House debates
Thursday, 14 May 2020
Bills
Treasury Laws Amendment (2020 Measures No. 1) Bill 2020; Second Reading
10:43 am
Zali Steggall (Warringah, Independent) Share this | Hansard source
The opportunity cost of multinational tax avoidance in Australia is an issue that reaches into the lives of every Australian. This bill and the Tax Avoidance Taskforce demonstrates that multinational tax avoidance in Australia is an issue that is on the government's radar—or that it is aware of it—but so far hasn't seen much action.
The importance of combating tax avoidance cannot be understated. The 2016 revelation of the Panama papers was a shock to the system for those around the world engaging in shady tax avoidance practices. The 11.5 million leaked documents galvanised governmental action around the world. Australia's response, such as a tax avoidance task force, was broadly successful in achieving its stated aims. This bill builds on the task force aims. The bill schedules that there are obvious benefits to redefining the nature of a significant global entity at schedule 1. We can pass this bill and the wording of an amendment will change, but dishonest actors will continue to shelter Australian money in offshore tax havens, and multinational corporations will continue paying little to no tax. The central revelation of the Panama Papers was the scale of the problem we face. Tax havens and avoidance have become a feature of the global economy. We can do more than tweak definitions.

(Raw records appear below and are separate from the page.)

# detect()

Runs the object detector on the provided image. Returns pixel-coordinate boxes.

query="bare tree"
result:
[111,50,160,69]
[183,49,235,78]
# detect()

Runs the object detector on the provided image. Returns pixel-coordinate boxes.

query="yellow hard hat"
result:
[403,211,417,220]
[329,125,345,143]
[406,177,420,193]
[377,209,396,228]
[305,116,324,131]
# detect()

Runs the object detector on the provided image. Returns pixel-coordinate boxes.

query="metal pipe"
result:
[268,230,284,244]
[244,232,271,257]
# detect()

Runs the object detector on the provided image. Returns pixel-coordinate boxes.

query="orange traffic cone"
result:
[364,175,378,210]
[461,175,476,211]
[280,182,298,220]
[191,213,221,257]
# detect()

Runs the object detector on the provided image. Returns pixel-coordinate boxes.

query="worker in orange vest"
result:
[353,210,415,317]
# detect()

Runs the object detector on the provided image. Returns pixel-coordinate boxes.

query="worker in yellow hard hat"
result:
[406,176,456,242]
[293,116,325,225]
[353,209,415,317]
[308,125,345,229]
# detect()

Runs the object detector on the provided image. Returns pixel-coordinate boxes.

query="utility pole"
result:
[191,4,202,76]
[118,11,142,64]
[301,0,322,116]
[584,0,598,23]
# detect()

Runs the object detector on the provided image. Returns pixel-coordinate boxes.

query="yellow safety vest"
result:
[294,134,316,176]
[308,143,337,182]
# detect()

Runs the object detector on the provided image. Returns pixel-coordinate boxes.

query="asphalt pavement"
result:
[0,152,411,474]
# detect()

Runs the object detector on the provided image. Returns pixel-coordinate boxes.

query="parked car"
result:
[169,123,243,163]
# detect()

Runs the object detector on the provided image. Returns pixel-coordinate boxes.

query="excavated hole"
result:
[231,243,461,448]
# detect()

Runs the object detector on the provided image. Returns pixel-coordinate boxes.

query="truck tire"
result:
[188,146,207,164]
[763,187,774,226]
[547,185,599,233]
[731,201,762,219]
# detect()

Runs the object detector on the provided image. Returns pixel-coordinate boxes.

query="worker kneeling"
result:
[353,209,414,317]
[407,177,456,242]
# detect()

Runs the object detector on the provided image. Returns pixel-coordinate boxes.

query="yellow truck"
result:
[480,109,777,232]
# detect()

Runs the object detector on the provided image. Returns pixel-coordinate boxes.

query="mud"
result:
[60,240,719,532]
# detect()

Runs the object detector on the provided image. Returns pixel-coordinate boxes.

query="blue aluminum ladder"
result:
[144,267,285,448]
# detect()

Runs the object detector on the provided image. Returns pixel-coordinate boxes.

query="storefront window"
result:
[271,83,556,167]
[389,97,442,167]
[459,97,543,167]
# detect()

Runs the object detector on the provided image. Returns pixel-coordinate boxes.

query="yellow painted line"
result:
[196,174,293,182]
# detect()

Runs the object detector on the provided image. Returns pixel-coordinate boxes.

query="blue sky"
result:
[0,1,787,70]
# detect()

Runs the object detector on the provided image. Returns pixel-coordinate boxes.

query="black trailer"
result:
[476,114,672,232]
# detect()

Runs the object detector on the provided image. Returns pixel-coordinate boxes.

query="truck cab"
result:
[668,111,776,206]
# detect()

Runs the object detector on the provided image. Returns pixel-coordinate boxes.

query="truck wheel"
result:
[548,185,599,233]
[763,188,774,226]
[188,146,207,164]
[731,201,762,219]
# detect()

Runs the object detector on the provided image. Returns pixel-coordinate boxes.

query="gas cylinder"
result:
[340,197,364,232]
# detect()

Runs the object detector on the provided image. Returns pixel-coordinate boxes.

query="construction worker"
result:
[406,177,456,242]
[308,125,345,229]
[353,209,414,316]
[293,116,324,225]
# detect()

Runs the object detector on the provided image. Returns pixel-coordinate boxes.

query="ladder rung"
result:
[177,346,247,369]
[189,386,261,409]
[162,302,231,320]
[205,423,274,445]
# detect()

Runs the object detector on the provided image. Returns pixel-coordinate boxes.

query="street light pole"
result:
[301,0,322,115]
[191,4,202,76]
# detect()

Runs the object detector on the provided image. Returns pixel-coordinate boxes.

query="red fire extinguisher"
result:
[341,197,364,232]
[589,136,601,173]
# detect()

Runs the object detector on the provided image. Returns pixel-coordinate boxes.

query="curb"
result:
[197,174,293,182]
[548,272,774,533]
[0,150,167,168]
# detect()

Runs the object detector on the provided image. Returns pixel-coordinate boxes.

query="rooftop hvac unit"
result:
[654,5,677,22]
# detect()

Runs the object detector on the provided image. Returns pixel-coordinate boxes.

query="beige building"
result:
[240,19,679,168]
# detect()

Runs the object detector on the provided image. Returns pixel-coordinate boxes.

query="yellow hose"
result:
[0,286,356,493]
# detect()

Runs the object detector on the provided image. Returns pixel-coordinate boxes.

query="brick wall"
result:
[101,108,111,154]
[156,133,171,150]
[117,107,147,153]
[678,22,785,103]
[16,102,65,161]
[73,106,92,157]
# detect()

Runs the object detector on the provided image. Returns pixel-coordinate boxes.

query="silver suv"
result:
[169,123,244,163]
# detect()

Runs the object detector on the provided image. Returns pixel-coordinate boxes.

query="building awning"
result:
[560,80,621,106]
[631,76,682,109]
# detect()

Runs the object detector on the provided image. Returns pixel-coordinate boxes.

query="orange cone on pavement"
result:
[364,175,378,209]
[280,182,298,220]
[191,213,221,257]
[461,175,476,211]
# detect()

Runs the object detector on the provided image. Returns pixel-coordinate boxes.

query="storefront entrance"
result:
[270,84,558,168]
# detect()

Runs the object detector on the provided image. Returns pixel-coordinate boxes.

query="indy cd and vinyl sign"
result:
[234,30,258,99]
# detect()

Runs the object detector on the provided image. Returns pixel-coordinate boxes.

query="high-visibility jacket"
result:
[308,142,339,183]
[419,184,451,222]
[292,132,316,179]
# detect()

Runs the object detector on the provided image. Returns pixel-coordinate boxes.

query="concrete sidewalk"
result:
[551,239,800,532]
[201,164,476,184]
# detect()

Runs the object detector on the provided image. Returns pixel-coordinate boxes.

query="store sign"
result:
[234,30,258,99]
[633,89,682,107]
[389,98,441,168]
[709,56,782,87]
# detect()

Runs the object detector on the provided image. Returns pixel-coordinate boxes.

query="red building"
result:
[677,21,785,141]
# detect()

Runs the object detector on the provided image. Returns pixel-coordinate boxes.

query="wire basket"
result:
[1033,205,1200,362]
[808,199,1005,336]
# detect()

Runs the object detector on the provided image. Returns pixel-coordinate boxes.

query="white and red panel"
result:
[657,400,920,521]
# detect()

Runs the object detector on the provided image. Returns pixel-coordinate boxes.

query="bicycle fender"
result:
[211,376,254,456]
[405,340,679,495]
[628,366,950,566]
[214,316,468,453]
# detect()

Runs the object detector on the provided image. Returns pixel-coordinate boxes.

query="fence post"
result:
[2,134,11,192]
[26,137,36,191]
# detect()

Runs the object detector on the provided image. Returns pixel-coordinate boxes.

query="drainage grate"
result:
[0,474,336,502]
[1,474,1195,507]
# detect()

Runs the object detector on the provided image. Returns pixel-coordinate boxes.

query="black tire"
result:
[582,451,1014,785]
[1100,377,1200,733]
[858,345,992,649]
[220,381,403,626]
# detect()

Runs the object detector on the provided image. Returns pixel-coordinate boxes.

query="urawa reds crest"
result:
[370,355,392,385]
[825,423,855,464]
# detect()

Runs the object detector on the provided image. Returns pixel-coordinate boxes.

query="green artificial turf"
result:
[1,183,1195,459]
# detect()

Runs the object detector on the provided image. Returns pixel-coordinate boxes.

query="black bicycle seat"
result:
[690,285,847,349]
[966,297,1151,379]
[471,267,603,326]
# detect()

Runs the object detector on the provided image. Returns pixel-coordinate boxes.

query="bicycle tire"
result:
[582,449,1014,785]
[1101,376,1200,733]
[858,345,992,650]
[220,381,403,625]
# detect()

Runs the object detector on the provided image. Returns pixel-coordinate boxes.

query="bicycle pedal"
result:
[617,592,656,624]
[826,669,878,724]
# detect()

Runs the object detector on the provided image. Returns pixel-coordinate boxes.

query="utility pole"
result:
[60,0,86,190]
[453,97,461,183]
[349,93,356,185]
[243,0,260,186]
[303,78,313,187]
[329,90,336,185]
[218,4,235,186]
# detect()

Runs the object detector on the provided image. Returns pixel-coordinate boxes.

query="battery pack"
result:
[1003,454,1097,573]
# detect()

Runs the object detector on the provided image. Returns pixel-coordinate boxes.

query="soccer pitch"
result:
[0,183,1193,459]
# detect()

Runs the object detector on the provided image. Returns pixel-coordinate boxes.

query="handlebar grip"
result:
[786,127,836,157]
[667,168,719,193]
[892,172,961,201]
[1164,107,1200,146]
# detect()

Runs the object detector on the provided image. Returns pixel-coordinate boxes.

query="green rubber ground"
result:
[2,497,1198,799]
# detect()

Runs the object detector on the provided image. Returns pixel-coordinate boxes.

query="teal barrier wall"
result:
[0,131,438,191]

A key avoidance technique particularly impacting Australia is transfer mispricing. Two companies which are owned by the same multinational group transfer goods and entities between each other at a predetermined price. It's estimated that roughly a third of international trade occurs in this way. Wealth crosses national borders at a substantially reduced tax rate. The transferred wealth often becomes sheltered in offshore tax havens. Estimates from 2018 advise that the figure housed in tax havens is US$8.7 trillion, starving developed and developing countries alike of between US$500 billion to US$600 billion in valuable public spending each year. This has implications. The money's not being invested or capitalised on in any way; it's simply sitting there, benefitting nothing and, more importantly, no-one.
I asked the question: What is the true cost of tax avoidance? What are the costs to the citizens of Warringah? What are the costs to the citizens and governments of Australia? And what are the costs to the world at large? The costs are many. Every year small businesses in Warringah pay their fair share in tax. From the Salty Rooster on Queenscliff Beach to Janos Kiss Hair in Cremorne, much loved Mosman businesses, back with a new lease of life, these honest businesses are asked to contribute roughly 27.5 per cent in tax, whilst a major telecommunication company involved in the Panama Papers paid zero per cent. Every year the Australian government loses federal revenue from tax-avoiding corporate groups. The tax gap, the amount estimated which the ATO would receive if large corporate entities were legally compliant, is worth $109 billion. One-third of these companies fail to pay a cent. Every year the capacity for developing nations to invest in their people is undermined by tax-avoidant behaviour, and these governments tend to rely more on corporate tax revenue.
What are the solutions? The international tax system was put together under the League of Nations a century ago. It's time for change. I'm encouraged to see the OECD's proposals for resolving the challenges of an increasingly digitised and globalised economy, but under their proposed framework multinational enterprises would pay a minimum level of tax whilst simultaneously providing no incentive for corporations to profit shift away from low-tax jurisdictions. Multilateral cooperation will be vital in solving this issue and returning wealth that was produced in Australia back to Australians. I call on the Australian government to advance this international debate.